Centro storico, riunito il coordinamento dei quartieri

agrigentoSi è riunito il 9 marzo presso la sala riunioni della parrocchia di S. Croce il Coordinamento Quartieri del Centro Storico di Agrigento, che si pone l’obiettivo di migliorare la vivibilità e garantire la sicurezza del centro storico e che riunisce vari comitati, associazioni, parrocchie operanti nel sociale ed in diversi quartieri del centro città.

All’incontro hanno partecipati numerosi cittadini alla presenza dell’Assessore Buscaglia, dell’ing. Ing. Principato e de Dott. Sciara.

Nel corso dell’incontro si è voluta sottolineare la funzione propositiva del Coordinamento, di collaborazione con le Istituzioni, e come tanti problemi del centro storico risultano ancora irrisolti. Prioritaria, in particolare, è l’esigenza di mettere in sicurezza la suddetta parte di Agrigento ad iniziare dall’esecuzione di sondaggi geognostici. Il Coordinamento è perfettamente coscio della limitatezza ed assoluta inadeguatezza delle risorse disponibili e, di conseguenza, ha voluto sottolineare come esse vadano spese in maniera oculata, auspicando altresì l’adozione di una legge speciale.

In risposta alle numerose sollecitazioni ed interrogativi provenienti dagli astanti, i rappresentanti della amministrazione comunale hanno risposto che i pochi fondi disponibili erogati dalla Protezione Civile, in parte già spesi, verranno destinati per l’adozione di misure di sicurezza e salvaguardia del centro storico, che per il risanamento di alcuni ambiti della predetta zona bisognerà attendere un’ulteriore definizione del Piano Particolareggiato del Centro Storico e che, comunque, il comune sta partecipando a tutti i bandi che consentono di attingere a fondi da destinare alla valorizzazione e ristrutturazione del centro storico. Di fondamentale importanza è quella di mettere in sicurezza sia gli edifici che la viabilità del centro storico e, pertanto, è stato temporaneamente interdetto il transito in alcune vie, avviata una campagna di monitoraggio degli ipogei e delle strutture pericolanti. A ciò seguiranno il prelievo di campioni di suolo in alcune parti del centro storico, l’esecuzione delle relative analisi geologiche e quindi tutti i provvedimenti consequenziali atti a scongiurare l’instaurarsi di fenomeni di dissesto idrogeologico.

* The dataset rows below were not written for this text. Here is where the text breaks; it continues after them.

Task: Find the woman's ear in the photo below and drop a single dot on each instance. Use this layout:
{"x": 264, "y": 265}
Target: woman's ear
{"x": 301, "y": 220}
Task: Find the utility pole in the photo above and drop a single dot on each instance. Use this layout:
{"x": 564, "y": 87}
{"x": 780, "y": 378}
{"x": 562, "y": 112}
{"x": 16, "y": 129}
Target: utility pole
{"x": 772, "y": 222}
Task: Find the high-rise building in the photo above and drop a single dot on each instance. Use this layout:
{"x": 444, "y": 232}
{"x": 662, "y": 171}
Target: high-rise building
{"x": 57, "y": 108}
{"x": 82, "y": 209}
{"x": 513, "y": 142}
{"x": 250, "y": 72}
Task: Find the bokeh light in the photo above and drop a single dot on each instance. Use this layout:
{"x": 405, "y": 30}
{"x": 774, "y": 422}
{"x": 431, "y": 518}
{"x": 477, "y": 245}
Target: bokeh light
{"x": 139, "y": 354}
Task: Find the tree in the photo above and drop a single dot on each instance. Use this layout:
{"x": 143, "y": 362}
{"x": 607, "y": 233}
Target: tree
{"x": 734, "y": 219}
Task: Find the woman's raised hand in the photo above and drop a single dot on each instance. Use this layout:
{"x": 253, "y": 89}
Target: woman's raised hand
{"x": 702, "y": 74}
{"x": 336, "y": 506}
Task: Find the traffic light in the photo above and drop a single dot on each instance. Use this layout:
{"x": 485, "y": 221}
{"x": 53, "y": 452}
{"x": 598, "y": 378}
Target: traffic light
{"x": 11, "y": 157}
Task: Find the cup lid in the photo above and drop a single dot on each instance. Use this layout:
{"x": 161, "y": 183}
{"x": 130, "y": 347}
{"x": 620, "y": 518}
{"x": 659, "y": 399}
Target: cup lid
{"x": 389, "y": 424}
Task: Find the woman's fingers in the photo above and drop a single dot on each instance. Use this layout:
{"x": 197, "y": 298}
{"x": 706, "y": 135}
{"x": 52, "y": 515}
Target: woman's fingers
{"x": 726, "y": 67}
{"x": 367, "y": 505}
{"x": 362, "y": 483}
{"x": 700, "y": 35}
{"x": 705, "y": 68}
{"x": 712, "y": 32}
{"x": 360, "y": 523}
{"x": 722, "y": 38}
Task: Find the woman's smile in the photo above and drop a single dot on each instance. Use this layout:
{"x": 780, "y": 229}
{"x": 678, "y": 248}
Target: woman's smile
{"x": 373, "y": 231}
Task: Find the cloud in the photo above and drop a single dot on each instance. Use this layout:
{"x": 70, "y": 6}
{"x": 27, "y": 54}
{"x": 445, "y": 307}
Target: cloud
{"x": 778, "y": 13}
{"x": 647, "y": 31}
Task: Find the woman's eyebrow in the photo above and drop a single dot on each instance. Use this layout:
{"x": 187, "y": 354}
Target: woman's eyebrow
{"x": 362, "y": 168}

Preso atto di quanto rappresentato il coordinamento ha voluto ancora una volta evidenziare la sua piena disponibilità ed il suo ruolo di pungolo dell’amministrazione e che, se necessario, ricorrerà ad azioni incisive affinché il centro storico di Agrigento sia reso sicuro e decoroso, possa divenire un luogo ospitale, della memoria sì, ma anche del domani a misura d’uomo.